Chris: Cloud is an area where we're seeing a lot of demand from our clients right now, so we're working hard to find consultants with expertise in that area. People who are experts in cloud environments like Azure and AWS are in very high demand right now. But we're also looking for people who aren't necessarily cloud specialists, but who know how to work in the cloud—people, for example, who know how to do enterprise resource planning work in a cloud context. Cybersecurity is another area that's very hot right now. And we're also seeing an uptick in organisational change management projects, so people with knowledge in that space are likewise near the top of our priority list.
Over the past few years, what do you think have been the most important cultural shifts when it comes to what people are looking for from their careers, and how they relate to their employers?
Larissa: A lot of the qualities that MBA graduates are looking for in a job are largely industry independent. A lot of the people entering the workforce today have an incredible hunger for learning; they want to work in an environment where they can work with managers who are present and who are good at providing rigorous feedback. They're also looking for a sense of purpose and fulfilment and work. And they're interested in careers that will provide good exit opportunities. That's part of the reason that tech companies have become such an attractive place to work for new graduates; if you spend some time at one of the big tech companies, that opens up a lot of doors for you.
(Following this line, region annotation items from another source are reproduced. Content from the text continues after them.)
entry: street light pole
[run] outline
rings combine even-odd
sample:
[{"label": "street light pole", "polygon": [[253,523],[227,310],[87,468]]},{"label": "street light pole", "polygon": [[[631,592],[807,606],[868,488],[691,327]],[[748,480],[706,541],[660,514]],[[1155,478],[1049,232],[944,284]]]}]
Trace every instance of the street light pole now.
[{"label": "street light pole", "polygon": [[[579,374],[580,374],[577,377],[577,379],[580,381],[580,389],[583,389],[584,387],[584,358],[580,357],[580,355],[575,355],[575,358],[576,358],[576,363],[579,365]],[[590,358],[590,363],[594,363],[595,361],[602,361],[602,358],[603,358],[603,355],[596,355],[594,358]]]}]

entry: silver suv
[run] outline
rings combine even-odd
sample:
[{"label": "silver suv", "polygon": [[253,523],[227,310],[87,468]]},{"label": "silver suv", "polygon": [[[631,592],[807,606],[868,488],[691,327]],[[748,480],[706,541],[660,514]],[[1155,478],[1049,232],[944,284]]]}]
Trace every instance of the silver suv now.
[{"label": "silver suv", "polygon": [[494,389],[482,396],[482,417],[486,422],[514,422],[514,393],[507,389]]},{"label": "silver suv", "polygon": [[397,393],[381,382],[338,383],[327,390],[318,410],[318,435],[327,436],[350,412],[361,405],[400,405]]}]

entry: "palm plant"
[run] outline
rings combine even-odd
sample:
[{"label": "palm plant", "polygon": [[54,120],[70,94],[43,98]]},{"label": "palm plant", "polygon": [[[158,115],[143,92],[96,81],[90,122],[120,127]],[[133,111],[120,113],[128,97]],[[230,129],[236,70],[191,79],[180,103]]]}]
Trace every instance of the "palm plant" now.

Chris: One of the big challenges for any consulting firm right now is finding ways to command and generate loyalty among its workforce. These days, people are more willing to switch to a new employer—and it's become easier than ever for them to do so. For prior generations, moving to a new job was something one almost never did. But over the course of my career, I've seen that attitude gradually erode over time. And the pandemic has taken that erosion a step further. When you're working from home, you don't even have to move to a new office to move jobs!
What kind of lasting impact do you think the pandemic will have on how firms manage their workforces?
Chris: Recently, we've started to see a reluctance to travel among consultants that didn't exist prior to the pandemic. When we interview candidates, everyone wants to know what our long-term plan is for how much consultants are going to travel—and how much of that will be governed by the decisions of individual consultants versus how much will be dictated by company policy. In fact, we've even had some people flat out tell us that they're not willing to travel anymore. Given those changing attitudes, it seems unlikely that we'll ever go back to the frequency of travel that we used to see in this industry—but whether we end up doing 25% the amount of travel or 50% is hard to predict right now.
Larissa: Consulting has always been predicated on an apprenticeship model; younger consultants learn how to manage projects by spending time working shoulder to shoulder with their more senior colleagues. By removing that in-person aspect of the role, the pandemic has certainly had an impact on the speed with which consultants can develop their skills. Hopefully in the long-term, we'll see an organic shift back towards more in-person working; but in the meantime, we've taken some steps at TCS to compensate for that and ensure that our consultants are still getting the same development opportunities they used to. For example, we're providing all of our consultants with peer mentors within their practices, as well as executive sponsors—to ensure they still get to build relationships with senior-level people within our firm. We're also looking at rolling out more courses and certifications, and creating a more comprehensive and formalised foundational training programme for our junior consultants.